From: Liu Bo <bo.li.liu@oracle.com>
To: fdmanana@kernel.org
Cc: linux-btrfs@vger.kernel.org, Filipe Manana <fdmanana@suse.com>,
stable@vger.kernel.org
Subject: Re: [PATCH] Btrfs: fix fsync data loss after append write
Date: Thu, 18 Jun 2015 18:20:34 +0800 [thread overview]
Message-ID: <20150618102032.GC8530@localhost.localdomain> (raw)
In-Reply-To: <1434541763-23753-1-git-send-email-fdmanana@kernel.org>
On Wed, Jun 17, 2015 at 12:49:23PM +0100, fdmanana@kernel.org wrote:
> From: Filipe Manana <fdmanana@suse.com>
>
> If we do an append write to a file (which increases its inode's i_size)
> that does not have the flag BTRFS_INODE_NEEDS_FULL_SYNC set in its inode,
> and the previous transaction added a new hard link to the file, which sets
> the flag BTRFS_INODE_COPY_EVERYTHING in the file's inode, and then fsync
> the file, the inode's new i_size isn't logged. This has the consequence
> that after the fsync log is replayed, the file size remains what it was
> before the append write operation, which means users/applications will
> not be able to read the data that was successsfully fsync'ed before.
>
> This happens because neither the inode item nor the delayed inode get
> their i_size updated when the append write is made - doing so would
> require starting a transaction in the buffered write path, something that
> we do not do intentionally for performance reasons.
>
> Fix this by making sure that when the flag BTRFS_INODE_COPY_EVERYTHING is
> set the inode is logged with its current i_size (log the in-memory inode
> into the log tree).
Looks good to me.
Reviewed-by: Liu Bo <bo.li.liu@oracle.com>
Thanks,
-liubo
>
> This issue is not a recent regression and is easy to reproduce with the
> following test case for fstests:
>
> seq=`basename $0`
> seqres=$RESULT_DIR/$seq
> echo "QA output created by $seq"
>
> here=`pwd`
> tmp=/tmp/$$
> status=1 # failure is the default!
>
> _cleanup()
> {
> _cleanup_flakey
> rm -f $tmp.*
> }
> trap "_cleanup; exit \$status" 0 1 2 3 15
>
> # get standard environment, filters and checks
> . ./common/rc
> . ./common/filter
> . ./common/dmflakey
>
> # real QA test starts here
> _supported_fs generic
> _supported_os Linux
> _need_to_be_root
> _require_scratch
> _require_dm_flakey
> _require_metadata_journaling $SCRATCH_DEV
>
> _crash_and_mount()
> {
> # Simulate a crash/power loss.
> _load_flakey_table $FLAKEY_DROP_WRITES
> _unmount_flakey
> # Allow writes again and mount. This makes the fs replay its fsync log.

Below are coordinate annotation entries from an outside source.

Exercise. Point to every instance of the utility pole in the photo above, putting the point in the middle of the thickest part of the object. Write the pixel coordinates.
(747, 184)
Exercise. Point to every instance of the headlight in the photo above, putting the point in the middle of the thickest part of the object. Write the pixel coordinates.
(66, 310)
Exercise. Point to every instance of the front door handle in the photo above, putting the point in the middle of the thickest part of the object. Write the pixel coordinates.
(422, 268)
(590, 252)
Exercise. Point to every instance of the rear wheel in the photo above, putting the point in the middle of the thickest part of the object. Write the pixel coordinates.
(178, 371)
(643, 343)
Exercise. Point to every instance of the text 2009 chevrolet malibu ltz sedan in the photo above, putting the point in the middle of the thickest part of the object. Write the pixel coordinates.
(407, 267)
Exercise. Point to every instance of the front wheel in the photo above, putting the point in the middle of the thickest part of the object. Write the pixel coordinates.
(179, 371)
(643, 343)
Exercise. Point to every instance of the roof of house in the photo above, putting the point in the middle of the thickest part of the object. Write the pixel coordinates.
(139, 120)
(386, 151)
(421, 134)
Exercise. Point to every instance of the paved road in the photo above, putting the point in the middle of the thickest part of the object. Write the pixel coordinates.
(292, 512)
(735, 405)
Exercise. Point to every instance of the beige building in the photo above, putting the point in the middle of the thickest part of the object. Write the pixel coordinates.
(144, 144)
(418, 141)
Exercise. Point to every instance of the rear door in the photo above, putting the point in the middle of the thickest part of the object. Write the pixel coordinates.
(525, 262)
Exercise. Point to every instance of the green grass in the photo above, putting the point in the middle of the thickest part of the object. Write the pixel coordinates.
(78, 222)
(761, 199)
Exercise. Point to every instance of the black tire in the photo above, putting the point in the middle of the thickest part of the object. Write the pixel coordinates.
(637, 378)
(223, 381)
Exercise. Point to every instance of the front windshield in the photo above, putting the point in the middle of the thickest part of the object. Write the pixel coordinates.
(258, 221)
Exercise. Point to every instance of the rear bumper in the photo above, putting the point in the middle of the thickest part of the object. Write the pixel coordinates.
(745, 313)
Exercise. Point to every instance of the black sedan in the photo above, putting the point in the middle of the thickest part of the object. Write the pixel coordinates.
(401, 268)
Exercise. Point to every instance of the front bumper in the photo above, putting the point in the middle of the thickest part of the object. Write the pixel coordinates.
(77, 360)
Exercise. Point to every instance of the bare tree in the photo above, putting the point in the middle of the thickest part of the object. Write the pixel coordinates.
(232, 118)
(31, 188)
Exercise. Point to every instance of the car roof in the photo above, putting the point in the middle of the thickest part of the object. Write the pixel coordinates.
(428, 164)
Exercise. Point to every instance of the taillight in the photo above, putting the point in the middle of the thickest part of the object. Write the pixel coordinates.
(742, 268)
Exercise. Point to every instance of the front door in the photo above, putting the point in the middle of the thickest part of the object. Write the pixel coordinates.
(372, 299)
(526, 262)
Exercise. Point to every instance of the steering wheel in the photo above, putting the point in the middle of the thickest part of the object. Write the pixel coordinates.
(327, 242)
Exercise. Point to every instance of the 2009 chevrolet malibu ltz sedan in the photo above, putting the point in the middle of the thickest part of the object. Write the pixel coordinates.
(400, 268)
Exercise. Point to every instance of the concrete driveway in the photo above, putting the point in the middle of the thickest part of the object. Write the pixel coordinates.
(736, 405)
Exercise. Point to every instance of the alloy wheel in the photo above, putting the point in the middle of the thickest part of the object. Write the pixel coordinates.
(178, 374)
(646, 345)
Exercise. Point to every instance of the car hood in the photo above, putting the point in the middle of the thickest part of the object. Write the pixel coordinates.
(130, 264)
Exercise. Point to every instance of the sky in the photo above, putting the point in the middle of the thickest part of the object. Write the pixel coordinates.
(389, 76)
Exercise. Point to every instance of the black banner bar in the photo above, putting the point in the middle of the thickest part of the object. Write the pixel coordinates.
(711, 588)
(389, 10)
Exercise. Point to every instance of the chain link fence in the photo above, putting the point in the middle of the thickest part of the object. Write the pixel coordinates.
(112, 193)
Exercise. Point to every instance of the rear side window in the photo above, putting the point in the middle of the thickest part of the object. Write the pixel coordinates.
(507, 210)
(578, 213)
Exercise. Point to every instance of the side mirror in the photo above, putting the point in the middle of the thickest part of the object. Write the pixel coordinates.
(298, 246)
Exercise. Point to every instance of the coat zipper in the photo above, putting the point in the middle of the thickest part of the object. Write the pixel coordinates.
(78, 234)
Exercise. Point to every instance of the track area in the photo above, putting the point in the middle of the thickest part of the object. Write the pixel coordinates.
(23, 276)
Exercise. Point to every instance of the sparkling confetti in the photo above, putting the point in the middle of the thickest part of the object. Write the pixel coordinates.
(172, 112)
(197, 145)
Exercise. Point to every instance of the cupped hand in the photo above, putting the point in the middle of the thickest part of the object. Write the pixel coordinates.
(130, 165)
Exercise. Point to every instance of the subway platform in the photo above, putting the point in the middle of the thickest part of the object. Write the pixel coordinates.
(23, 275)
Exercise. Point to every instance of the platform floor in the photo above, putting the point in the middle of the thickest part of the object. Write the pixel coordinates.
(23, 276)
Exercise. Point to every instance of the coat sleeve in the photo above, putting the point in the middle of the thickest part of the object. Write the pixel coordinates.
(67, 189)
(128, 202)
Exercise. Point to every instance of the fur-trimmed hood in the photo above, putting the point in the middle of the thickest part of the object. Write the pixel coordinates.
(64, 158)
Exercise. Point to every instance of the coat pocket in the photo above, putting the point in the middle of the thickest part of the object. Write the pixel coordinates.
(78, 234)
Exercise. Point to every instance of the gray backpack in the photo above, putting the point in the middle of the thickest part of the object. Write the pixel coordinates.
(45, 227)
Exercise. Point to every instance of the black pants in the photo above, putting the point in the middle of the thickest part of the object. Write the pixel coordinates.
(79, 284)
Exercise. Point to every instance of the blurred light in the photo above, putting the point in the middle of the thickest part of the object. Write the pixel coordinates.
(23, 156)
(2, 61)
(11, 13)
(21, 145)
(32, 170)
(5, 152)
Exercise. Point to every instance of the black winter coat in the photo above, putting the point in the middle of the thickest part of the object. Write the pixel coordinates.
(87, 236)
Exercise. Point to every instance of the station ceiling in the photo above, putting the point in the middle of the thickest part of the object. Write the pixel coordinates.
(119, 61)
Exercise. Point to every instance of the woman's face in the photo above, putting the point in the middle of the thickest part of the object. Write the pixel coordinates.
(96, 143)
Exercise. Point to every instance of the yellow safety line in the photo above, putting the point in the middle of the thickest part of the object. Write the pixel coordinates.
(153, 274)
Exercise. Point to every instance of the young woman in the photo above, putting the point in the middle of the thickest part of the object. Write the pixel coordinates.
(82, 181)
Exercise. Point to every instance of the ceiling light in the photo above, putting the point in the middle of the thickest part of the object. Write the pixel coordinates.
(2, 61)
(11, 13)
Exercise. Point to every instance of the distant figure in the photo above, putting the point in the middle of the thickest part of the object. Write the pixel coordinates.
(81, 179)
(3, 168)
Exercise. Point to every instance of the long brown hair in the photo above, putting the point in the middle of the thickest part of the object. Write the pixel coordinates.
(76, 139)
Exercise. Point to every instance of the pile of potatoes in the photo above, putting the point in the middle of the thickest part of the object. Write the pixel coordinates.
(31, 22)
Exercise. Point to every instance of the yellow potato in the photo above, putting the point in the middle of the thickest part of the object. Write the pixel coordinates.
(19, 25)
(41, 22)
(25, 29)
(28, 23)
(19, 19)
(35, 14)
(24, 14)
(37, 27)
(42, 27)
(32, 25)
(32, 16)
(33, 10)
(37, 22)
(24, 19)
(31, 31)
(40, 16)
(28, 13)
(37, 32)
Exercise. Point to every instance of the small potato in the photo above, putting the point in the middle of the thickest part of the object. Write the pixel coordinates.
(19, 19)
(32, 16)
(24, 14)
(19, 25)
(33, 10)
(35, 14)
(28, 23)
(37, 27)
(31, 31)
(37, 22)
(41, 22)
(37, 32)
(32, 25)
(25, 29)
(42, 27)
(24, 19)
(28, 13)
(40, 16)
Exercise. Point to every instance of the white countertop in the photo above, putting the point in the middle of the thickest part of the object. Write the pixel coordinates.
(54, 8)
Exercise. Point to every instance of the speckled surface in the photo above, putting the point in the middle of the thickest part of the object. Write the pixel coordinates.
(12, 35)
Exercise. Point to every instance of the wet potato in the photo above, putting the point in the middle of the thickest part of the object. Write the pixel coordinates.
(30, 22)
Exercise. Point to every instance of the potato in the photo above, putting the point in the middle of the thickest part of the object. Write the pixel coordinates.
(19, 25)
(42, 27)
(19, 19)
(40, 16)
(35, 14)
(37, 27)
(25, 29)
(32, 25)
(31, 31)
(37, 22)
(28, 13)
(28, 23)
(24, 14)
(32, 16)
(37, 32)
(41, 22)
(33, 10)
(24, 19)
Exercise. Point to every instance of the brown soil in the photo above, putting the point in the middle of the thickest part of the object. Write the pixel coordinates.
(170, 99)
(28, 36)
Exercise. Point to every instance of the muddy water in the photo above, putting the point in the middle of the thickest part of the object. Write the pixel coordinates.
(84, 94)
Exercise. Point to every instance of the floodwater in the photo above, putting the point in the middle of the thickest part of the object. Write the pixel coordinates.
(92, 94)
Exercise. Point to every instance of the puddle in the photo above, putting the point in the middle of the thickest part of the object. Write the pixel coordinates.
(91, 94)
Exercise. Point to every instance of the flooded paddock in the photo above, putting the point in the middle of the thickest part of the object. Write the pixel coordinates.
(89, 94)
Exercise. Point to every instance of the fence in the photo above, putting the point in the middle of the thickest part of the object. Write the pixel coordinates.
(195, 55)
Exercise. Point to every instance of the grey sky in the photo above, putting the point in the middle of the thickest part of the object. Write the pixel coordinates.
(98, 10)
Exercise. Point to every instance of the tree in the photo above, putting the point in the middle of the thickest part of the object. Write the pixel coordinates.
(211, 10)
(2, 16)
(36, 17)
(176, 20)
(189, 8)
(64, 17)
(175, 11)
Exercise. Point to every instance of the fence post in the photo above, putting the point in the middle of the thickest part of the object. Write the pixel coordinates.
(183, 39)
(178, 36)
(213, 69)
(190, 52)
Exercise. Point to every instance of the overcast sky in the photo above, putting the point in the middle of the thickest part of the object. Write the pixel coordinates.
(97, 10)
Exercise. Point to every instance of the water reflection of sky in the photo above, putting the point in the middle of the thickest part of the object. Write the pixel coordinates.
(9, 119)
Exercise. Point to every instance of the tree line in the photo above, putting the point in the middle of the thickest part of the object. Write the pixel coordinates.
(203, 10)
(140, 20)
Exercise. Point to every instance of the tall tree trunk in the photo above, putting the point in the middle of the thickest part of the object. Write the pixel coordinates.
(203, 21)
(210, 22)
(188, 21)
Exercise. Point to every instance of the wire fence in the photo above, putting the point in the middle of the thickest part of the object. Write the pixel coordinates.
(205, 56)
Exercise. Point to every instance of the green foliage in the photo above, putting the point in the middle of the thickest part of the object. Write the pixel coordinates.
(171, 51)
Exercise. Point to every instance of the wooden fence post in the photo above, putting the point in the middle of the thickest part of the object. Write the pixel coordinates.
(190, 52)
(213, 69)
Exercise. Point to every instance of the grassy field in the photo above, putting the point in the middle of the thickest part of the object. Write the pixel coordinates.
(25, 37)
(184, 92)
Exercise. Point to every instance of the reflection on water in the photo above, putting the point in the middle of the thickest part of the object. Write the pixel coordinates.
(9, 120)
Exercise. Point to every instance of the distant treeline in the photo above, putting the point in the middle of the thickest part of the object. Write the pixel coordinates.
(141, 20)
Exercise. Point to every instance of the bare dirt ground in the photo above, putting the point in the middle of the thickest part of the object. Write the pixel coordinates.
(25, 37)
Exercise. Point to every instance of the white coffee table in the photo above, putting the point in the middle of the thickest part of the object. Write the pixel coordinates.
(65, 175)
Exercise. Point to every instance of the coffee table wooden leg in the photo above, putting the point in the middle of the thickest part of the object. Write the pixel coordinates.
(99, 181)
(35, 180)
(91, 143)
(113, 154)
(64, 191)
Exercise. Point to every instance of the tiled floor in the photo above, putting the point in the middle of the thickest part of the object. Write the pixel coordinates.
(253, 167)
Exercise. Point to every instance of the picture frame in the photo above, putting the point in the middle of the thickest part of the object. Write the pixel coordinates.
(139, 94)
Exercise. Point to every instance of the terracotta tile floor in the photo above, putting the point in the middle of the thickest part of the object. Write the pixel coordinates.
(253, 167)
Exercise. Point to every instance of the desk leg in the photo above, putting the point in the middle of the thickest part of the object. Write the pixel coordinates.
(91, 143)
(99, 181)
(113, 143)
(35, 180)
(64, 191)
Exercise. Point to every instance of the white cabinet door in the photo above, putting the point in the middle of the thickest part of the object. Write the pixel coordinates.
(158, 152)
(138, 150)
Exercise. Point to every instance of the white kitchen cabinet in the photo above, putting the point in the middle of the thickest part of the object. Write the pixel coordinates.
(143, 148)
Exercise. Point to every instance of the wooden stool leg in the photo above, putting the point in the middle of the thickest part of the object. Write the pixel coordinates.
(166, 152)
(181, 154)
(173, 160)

> _load_flakey_table $FLAKEY_ALLOW_WRITES
> _mount_flakey
> }
>
> rm -f $seqres.full
>
> _scratch_mkfs >> $seqres.full 2>&1
> _init_flakey
> _mount_flakey
>
> # Create the test file with some initial data and then fsync it.
> # The fsync here is only needed to trigger the issue in btrfs, as it causes the
> # the flag BTRFS_INODE_NEEDS_FULL_SYNC to be removed from the btrfs inode.
> $XFS_IO_PROG -f -c "pwrite -S 0xaa 0 32k" \
> -c "fsync" \
> $SCRATCH_MNT/foo | _filter_xfs_io
> sync
>
> # Add a hard link to our file.
> # On btrfs this sets the flag BTRFS_INODE_COPY_EVERYTHING on the btrfs inode,
> # which is a necessary condition to trigger the issue.
> ln $SCRATCH_MNT/foo $SCRATCH_MNT/bar
>
> # Sync the filesystem to force a commit of the current btrfs transaction, this
> # is a necessary condition to trigger the bug on btrfs.
> sync
>
> # Now append more data to our file, increasing its size, and fsync the file.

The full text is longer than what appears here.